I was wondering if it is possible to start with the development preset (single node) for postgres and then down the road without data lost migrate to the production preset (multi node HA) for postgres? I am ok with a potential short outage while servers are re-provisioning.
Hello! Yes, this is certainly the way to go. Just add another volume in the same region and scale up the vm count.
So it will auto adjust the settings to have a primary and a standby as well as doing failover in case one node fails?
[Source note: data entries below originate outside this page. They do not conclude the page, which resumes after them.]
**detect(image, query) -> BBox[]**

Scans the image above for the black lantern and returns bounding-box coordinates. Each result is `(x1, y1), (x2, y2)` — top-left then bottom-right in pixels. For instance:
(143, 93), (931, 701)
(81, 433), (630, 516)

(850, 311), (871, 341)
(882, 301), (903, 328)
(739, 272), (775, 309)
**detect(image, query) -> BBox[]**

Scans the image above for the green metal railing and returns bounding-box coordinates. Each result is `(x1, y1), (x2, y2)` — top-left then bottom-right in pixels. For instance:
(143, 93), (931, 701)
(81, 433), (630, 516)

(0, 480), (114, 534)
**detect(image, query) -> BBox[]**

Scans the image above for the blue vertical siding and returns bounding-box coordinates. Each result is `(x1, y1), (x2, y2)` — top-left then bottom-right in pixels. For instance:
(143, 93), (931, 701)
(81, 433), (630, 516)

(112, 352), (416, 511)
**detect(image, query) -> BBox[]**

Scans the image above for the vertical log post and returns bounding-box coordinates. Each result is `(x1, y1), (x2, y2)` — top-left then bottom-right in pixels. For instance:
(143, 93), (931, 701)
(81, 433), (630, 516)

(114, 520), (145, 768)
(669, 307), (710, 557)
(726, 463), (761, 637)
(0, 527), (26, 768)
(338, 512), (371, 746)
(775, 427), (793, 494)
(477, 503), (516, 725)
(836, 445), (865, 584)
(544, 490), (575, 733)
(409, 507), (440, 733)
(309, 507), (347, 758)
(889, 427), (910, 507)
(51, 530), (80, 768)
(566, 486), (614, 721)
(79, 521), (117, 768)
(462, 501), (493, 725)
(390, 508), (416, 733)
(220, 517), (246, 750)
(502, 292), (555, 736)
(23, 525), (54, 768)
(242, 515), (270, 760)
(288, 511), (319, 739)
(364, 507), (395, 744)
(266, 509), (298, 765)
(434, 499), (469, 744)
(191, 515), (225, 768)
Yes, I made a mistake though. You scale horizontally by cloning the leader machine and it will create a new machine with a new volume attached that will join the cluster as a replica.
Create a new PG single-node cluster:
$ fly pg create
? Choose an app name (leave blank to generate one): dangra-db4
? Select Organization: Daniel Graña (personal)
? Select region: Santiago, Chile (scl)
? Select configuration: Development - Single node, 1x shared CPU, 256MB RAM, 1GB disk
Creating postgres cluster in organization personal
Creating app...
Setting secrets on app dangra-db4...
Provisioning 1 of 1 machines with image flyio/postgres:14.4
Waiting for machine to start...
Machine 39080719f09387 is created
==> Monitoring health checks
Waiting for 39080719f09387 to become healthy (started, 3/3)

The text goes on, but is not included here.